Scenario: We want to test if there is a significant difference in the average weight of wolves between two regions (Region A and Region B) and if there's a difference between male and female wolves within these regions . Datns: Region (A or B) Gender (Male or Female) Weight ( in kg)

In [1]:
import numpy as np
from scipy import stats

In [2]:
# Given data
data = [
    {'Region': 'A', 'Gender': 'Male', 'Weight': 40.5},
    {'Region': 'A', 'Gender': 'Female', 'Weight': 38.2},
    {'Region': 'A', 'Gender': 'Male', 'Weight': 42.0},
    {'Region': 'A', 'Gender': 'Female', 'Weight': 37.5},
    {'Region': 'A', 'Gender': 'Male', 'Weight': 41.3},
    {'Region': 'A', 'Gender': 'Female', 'Weight': 36.7},
    {'Region': 'B', 'Gender': 'Male', 'Weight': 45.2},
    {'Region': 'B', 'Gender': 'Female', 'Weight': 43.0},
    {'Region': 'B', 'Gender': 'Male', 'Weight': 46.5},
    {'Region': 'B', 'Gender': 'Female', 'Weight': 42.8},
    {'Region': 'B', 'Gender': 'Male', 'Weight': 44.1},
    {'Region': 'B', 'Gender': 'Female', 'Weight': 41.7}
]

In [3]:
# Convert data to numpy arrays for easier manipulation
weights_A = np.array([d['Weight'] for d in data if d['Region'] == 'A'])
weights_B = np.array([d['Weight'] for d in data if d['Region'] == 'B'])

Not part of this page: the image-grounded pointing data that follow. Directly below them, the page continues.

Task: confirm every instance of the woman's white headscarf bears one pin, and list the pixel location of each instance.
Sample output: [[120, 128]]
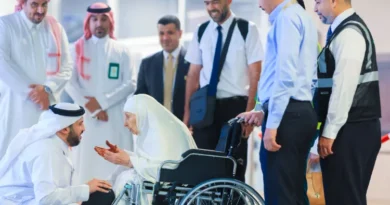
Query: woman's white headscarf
[[161, 136]]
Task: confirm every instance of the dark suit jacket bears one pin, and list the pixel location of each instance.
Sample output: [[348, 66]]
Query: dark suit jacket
[[151, 82]]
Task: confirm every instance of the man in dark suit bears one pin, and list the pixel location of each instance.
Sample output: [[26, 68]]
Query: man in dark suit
[[163, 74]]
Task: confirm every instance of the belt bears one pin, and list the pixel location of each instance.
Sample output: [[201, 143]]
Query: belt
[[222, 100], [265, 104]]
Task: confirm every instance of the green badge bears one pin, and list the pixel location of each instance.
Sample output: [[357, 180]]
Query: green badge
[[113, 71]]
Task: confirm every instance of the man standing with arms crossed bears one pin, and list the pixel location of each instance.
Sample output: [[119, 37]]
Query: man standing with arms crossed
[[34, 65]]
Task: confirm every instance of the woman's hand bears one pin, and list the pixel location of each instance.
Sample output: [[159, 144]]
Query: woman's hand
[[120, 158]]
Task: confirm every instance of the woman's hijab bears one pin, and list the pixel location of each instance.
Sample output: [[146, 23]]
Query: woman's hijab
[[161, 135]]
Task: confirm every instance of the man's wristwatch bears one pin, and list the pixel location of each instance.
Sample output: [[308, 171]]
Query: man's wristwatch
[[47, 90]]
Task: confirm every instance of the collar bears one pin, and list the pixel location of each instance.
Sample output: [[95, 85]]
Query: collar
[[61, 144], [226, 24], [275, 13], [29, 23], [97, 40], [341, 17], [175, 53]]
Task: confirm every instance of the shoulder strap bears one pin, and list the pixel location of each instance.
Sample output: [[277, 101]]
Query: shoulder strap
[[201, 30], [56, 30], [243, 26]]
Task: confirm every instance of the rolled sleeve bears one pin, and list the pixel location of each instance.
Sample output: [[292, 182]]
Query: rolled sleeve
[[288, 47], [253, 46], [348, 48]]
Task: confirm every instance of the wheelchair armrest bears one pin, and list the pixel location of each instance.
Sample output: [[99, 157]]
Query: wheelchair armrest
[[203, 152]]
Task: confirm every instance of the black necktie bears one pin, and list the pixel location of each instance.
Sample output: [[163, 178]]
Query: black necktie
[[217, 56], [329, 34]]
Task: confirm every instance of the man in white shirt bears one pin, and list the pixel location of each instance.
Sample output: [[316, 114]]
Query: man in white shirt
[[102, 80], [36, 168], [162, 75], [34, 65], [236, 86], [348, 104]]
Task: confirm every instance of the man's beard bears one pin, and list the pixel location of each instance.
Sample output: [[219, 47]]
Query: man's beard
[[73, 139], [222, 16]]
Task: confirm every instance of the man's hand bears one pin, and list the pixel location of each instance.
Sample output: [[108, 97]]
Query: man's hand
[[252, 118], [314, 159], [120, 158], [102, 115], [325, 147], [39, 96], [99, 185], [270, 140], [246, 130], [92, 105]]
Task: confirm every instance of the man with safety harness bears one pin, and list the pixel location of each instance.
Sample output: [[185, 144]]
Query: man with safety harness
[[348, 104]]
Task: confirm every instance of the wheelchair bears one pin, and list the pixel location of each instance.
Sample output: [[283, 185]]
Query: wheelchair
[[201, 177]]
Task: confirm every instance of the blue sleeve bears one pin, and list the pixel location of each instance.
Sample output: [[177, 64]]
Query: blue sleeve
[[288, 39]]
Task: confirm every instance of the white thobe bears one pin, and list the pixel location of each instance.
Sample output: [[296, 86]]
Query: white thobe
[[24, 49], [42, 174], [111, 93]]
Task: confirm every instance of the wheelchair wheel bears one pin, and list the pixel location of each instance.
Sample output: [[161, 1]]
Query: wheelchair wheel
[[222, 192]]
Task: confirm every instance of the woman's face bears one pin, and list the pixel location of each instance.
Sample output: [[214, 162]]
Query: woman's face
[[131, 123]]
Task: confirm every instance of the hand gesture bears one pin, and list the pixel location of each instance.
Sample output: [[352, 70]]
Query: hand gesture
[[253, 118], [269, 140], [99, 185], [112, 148], [39, 96], [119, 158], [102, 115], [325, 147]]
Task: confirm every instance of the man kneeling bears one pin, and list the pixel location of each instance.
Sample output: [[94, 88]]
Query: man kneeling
[[36, 168]]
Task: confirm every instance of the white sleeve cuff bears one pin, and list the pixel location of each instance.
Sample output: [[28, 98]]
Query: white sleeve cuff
[[102, 100], [83, 192], [331, 131]]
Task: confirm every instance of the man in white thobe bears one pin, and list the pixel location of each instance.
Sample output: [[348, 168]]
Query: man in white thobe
[[36, 168], [102, 80], [34, 66]]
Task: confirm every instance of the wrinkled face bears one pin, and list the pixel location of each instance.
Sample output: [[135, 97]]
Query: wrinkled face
[[218, 9], [35, 10], [99, 25], [76, 130], [169, 36], [325, 10], [131, 123]]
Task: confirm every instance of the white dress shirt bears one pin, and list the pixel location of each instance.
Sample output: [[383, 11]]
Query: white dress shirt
[[111, 94], [42, 174], [348, 49], [234, 79]]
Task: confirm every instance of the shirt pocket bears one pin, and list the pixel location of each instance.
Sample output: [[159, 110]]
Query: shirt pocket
[[236, 55], [207, 53]]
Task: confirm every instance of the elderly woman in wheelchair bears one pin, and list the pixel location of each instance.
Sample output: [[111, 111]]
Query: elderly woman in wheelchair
[[167, 168]]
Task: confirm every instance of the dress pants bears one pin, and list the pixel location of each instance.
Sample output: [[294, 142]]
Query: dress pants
[[100, 198], [207, 138], [347, 172], [284, 171]]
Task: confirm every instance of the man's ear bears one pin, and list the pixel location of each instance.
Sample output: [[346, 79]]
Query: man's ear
[[65, 131]]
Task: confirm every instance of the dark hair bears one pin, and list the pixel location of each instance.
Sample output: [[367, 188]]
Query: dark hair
[[300, 2], [170, 19]]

weights_male = np.array([d['Weight'] for d in data if d['Gender'] == 'Male'])
weights_female = np.array([d['Weight'] for d in data if d['Gender'] == 'Female'])


In [4]:
# Function to calculate the Z-test
def z_test(group1, group2):
    mean1, mean2 = np.mean(group1), np.mean(group2)
    std1, std2 = np.std(group1, ddof=1), np.std(group2, ddof=1)
    n1, n2 = len(group1), len(group2)
   
    pooled_std = np.sqrt(std1**2/n1 + std2**2/n2)
    z_score = (mean1 - mean2) / pooled_std
    p_value = stats.norm.sf(abs(z_score)) * 2  # two-tailed p-value
   
    return z_score, p_value

In [5]:
# Perform Z-tests
z_region, p_region = z_test(weights_A, weights_B)
z_gender, p_gender = z_test(weights_male, weights_female)

In [6]:
# Output the results
print(f"Region Z-test: Z = {z_region:.2f}, p = {p_region:.4f}")
print(f"Gender Z-test: Z = {z_gender:.2f}, p = {p_gender:.4f}")

Region Z-test: Z = -3.95, p = 0.0001
Gender Z-test: Z = 2.18, p = 0.0293



Region Hypothesis:
The Z-score is -3.95, and the p-value is 0.0001.
Since the p-value is less than 0.05, we reject the null hypothesis.
This indicates that there is a significant difference in the average weight of wolves between Region A and Region B.


Gender Hypothesis:
The Z-score is 2.18, and the p-value is 0.0293.
Since the p-value is less than 0.05, we reject the null hypothesis.
This indicates that there is a significant difference in the average weight of male and female wolves.